At NewPages, Cynthia Reeser reviews Joyelle McSweeney’s *Nylund, the Sarcographer* (Tarpaulin Sky Press): “Joyelle McSweeney has not only created a unique concept – that of sarcography – she has illustrated it memorably with a masterful redefinition of what constitutes prose, and created a character who is the very embodiment of writing, reminding us of how flexible the narrative form can be.”
At the Poetry Foundation’s Harriet, Stephen Burt reviews Joyelle McSweeney’s *Nylund, the Sarcographer* (Tarpaulin Sky Press, 2007): “Flights of campy-cum-lyrical post-Ashberyan prose…. The Daisy parts are actually sexy, the murder-mystery parts and the furniture-store bits are genuinely funny, the language dissolves into stream-of-consanguinity post-surrealism and then resolves into a plot again…. It’s recommended”
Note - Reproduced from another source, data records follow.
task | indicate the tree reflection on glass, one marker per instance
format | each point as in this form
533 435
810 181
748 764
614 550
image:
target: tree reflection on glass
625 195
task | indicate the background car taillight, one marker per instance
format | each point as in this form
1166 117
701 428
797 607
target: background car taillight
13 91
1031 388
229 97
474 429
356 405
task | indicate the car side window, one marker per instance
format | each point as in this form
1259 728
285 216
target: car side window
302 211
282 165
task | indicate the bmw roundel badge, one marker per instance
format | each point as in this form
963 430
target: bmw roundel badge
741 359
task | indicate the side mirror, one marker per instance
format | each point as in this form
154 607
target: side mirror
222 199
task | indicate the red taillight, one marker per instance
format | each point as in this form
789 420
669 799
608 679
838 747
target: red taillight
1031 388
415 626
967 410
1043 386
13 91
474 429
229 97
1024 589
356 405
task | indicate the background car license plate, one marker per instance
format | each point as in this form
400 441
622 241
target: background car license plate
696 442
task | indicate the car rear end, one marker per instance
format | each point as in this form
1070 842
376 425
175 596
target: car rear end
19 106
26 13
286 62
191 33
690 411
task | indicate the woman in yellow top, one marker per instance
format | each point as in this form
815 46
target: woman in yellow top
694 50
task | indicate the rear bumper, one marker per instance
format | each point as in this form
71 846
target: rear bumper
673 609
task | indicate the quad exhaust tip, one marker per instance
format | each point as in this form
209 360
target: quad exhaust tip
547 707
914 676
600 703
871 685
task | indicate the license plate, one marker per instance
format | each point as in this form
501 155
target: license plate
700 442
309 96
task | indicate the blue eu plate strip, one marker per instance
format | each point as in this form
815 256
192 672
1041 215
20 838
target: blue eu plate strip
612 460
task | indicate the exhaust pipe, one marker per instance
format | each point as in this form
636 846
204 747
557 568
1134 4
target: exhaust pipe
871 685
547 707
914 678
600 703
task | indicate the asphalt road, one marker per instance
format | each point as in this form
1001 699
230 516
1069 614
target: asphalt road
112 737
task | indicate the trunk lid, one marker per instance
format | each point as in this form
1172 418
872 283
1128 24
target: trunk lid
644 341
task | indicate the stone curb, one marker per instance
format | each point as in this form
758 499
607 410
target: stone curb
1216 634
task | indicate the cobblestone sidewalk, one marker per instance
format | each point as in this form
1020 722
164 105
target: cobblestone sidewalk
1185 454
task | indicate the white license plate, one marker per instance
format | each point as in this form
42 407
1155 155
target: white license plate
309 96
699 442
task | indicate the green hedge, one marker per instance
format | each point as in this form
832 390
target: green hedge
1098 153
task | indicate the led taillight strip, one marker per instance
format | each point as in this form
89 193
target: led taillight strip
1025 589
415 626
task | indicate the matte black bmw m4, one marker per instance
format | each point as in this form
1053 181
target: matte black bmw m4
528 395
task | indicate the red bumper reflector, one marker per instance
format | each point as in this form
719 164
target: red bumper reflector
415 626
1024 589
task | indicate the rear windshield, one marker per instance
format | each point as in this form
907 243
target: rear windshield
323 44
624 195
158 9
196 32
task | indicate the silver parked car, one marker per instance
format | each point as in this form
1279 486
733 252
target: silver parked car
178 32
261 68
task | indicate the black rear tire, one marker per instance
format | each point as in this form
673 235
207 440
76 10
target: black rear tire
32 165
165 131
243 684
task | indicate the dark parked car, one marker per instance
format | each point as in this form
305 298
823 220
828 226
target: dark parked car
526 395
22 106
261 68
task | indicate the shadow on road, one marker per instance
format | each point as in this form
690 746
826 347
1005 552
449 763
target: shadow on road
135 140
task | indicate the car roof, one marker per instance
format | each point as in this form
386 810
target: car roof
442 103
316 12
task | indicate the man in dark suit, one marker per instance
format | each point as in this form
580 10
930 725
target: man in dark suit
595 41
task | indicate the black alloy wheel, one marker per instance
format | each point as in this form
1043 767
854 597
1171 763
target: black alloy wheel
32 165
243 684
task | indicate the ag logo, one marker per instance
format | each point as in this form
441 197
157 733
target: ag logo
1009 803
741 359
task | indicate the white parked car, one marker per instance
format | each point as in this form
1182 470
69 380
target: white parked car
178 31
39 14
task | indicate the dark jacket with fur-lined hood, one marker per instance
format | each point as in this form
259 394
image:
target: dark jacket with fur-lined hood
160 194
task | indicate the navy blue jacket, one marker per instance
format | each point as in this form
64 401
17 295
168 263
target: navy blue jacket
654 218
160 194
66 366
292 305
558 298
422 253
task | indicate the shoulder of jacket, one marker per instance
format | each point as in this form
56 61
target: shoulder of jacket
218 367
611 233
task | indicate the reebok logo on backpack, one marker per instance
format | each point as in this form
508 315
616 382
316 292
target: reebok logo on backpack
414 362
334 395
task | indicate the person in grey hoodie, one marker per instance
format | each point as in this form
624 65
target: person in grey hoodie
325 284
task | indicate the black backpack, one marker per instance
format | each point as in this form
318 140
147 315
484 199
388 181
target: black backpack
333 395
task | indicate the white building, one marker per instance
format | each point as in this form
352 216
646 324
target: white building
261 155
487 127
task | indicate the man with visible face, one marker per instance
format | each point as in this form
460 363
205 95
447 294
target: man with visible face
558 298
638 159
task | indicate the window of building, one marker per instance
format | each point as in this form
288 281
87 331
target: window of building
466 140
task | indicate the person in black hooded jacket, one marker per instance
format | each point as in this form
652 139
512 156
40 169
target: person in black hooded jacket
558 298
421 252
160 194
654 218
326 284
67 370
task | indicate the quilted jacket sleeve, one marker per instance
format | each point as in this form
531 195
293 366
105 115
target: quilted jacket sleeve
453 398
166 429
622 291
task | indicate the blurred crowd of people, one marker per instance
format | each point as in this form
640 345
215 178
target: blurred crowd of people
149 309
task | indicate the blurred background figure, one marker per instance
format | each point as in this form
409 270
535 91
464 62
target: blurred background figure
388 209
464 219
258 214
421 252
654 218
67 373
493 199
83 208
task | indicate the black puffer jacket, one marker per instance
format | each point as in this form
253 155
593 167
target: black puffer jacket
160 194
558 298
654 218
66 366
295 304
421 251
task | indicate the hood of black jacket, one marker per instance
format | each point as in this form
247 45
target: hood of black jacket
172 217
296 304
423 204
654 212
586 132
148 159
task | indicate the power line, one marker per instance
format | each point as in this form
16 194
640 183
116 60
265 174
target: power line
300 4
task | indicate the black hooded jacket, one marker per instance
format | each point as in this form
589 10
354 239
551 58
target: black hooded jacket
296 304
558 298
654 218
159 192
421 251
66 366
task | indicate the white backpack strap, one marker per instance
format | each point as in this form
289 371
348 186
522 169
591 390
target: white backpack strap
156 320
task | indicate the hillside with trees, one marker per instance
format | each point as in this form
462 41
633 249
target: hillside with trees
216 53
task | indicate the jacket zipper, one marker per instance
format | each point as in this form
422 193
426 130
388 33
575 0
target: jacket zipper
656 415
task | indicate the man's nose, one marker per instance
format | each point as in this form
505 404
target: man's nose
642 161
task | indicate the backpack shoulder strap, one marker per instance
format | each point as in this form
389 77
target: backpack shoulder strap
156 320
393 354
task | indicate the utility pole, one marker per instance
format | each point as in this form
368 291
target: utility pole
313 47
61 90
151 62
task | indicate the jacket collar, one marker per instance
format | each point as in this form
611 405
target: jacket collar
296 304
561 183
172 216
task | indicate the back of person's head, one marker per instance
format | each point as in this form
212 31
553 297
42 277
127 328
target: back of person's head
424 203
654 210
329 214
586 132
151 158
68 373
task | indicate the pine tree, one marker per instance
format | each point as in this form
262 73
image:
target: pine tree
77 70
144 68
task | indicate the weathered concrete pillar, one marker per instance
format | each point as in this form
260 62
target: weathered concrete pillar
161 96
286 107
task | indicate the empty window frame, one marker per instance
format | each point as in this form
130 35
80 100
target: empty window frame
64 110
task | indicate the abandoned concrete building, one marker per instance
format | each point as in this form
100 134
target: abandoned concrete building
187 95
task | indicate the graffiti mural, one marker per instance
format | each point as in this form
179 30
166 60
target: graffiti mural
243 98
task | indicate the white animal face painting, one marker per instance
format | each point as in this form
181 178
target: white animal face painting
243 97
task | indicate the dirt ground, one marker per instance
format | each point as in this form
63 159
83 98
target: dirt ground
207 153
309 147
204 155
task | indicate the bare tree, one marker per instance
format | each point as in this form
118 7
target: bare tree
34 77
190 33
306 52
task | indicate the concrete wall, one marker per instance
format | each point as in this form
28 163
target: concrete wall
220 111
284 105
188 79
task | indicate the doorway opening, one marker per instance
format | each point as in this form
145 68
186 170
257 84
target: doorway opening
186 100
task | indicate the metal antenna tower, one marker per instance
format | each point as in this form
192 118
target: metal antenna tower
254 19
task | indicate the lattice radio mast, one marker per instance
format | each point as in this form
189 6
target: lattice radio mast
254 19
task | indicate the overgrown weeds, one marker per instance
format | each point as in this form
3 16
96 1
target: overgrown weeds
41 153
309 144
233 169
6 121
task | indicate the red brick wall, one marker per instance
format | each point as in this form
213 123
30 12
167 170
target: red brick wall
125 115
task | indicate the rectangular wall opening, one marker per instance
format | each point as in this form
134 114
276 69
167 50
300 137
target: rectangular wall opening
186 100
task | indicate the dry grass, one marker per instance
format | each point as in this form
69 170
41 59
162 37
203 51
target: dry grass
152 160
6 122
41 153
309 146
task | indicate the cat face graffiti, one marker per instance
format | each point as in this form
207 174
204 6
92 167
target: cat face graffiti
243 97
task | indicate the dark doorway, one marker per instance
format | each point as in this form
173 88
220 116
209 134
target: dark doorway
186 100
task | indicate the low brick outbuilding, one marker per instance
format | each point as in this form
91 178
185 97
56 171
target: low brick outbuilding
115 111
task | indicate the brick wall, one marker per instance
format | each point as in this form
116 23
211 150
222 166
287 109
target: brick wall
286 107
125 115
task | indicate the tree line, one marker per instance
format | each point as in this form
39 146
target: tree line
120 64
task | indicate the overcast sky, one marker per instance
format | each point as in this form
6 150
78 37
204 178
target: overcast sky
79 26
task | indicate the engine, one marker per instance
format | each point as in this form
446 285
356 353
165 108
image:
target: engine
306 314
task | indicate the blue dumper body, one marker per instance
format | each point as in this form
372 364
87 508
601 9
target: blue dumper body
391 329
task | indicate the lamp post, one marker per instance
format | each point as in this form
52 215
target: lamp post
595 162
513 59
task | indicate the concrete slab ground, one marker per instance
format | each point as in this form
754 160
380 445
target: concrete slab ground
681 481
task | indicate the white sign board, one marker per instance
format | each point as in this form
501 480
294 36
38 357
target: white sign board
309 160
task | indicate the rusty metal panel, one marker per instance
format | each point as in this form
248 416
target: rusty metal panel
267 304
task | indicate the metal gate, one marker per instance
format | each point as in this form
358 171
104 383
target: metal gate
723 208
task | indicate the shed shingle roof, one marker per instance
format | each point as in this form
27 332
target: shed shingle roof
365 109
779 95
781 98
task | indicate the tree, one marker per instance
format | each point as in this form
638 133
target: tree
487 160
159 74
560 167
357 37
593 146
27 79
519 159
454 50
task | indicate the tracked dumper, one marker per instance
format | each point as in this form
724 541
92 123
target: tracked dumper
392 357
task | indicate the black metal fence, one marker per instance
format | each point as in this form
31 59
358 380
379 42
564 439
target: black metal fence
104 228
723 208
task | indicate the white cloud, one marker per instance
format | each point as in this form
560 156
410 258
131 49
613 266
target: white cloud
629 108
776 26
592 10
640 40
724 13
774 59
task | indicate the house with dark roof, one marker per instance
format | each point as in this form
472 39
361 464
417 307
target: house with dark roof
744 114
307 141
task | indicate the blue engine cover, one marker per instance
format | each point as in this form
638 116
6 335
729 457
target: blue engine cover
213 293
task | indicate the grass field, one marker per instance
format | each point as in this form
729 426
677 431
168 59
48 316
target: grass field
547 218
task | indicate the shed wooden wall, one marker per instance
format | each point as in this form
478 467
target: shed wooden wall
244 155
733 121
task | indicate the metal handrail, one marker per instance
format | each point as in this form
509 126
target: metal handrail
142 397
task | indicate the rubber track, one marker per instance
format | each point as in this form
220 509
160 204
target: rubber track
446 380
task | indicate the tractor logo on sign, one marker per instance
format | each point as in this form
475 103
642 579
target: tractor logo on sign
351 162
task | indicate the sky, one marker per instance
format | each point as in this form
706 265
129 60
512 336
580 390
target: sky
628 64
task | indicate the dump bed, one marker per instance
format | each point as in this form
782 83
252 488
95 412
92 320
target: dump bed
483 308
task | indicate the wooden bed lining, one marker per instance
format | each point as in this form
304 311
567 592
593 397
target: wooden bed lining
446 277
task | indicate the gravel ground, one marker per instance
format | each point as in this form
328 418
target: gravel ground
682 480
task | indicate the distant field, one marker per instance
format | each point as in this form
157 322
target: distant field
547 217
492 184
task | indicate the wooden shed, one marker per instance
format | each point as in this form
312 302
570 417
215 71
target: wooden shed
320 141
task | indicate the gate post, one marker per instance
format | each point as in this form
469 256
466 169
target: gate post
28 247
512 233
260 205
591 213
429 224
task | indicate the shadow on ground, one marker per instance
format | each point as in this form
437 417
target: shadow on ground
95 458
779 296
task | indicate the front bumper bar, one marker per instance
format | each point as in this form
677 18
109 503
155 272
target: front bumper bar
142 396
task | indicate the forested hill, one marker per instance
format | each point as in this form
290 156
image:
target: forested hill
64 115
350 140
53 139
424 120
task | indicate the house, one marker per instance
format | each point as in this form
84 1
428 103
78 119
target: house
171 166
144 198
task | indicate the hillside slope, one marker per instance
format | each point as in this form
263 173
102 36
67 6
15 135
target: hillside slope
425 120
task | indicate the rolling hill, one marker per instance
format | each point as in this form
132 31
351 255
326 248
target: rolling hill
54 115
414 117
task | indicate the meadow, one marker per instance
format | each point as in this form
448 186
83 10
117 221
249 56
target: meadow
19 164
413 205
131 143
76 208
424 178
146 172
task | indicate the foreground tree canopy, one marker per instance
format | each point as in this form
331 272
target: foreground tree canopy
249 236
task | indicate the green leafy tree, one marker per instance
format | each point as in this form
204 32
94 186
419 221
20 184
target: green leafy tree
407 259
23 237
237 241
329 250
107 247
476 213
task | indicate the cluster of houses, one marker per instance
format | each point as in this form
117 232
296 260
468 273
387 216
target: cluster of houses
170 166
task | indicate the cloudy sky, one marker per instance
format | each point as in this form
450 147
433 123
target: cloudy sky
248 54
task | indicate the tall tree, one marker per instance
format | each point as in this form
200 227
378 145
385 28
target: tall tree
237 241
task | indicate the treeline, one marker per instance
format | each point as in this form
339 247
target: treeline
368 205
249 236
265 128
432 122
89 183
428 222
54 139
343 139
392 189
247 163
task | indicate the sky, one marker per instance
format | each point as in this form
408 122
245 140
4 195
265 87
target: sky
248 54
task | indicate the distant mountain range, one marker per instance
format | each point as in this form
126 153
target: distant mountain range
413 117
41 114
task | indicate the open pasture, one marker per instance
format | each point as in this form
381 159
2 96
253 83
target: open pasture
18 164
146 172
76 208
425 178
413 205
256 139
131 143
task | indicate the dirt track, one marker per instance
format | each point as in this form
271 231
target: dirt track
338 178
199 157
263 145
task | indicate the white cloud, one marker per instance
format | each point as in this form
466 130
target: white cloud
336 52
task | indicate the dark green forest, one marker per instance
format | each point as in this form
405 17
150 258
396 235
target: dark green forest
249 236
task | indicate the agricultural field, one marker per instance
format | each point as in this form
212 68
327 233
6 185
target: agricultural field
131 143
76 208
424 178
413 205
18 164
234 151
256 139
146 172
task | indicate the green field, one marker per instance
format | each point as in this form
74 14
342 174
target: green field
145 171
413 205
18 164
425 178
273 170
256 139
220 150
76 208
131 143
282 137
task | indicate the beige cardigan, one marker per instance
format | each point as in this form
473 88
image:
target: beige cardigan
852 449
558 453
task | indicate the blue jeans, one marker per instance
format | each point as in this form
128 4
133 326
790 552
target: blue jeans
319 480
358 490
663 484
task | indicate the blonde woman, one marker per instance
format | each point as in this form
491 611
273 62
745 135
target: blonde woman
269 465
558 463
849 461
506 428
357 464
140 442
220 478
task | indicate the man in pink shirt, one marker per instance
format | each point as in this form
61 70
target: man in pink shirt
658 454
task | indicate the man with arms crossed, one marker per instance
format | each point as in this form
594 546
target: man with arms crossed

At Prick of the Spindle, Cynthia Reeser interviews Joyelle McSweeney (*Nylund, the Sarcographer*, Tarpaulin Sky Press): “Once you put the sarcography in motion as a matter of writing, then anything can happen, because the sentence can always open up trapdoors and catwalks via its clauses and phrases and puns and jokes and fantasies and so forth. In fact, the one rule I had when writing this was not to use good taste or understatement or comely resonance at all, but just to follow all my stray ideas, at the level of the sentence, to keep it opening, twinning, diverging, dividing. I used more conventional aspects of noir—a dead woman, a missing woman, a young hood, an (elderly) femme fatale—as sort of course correction as the book ran along.”
At Bookslut, Christopher Higgs reviews Joyelle McSweeney’s *Nylund, the Sarcographer*: “Nylund, the Sarcographer is like interesting on steroids. Caution: if you are looking for a typical, straight forward, good old fashioned yarn, you’d do best to look elsewhere; but if you want to experience something fresh, daring, creepy, and significant, this is the one for you. It is the opposite of boring, an ominous conflagration devouring the bland terrain of conventional realism, the kind of work that tickles your inner ear, gives you the shivers, and tricks your left brain into thinking that your right brain has staged a coup d’état….Other than the incomparable Ben Marcus, I’m not sure anyone in contemporary letters can compete with the voracity of ingenuity, complexity, and beauty of McSweeney’s usage.”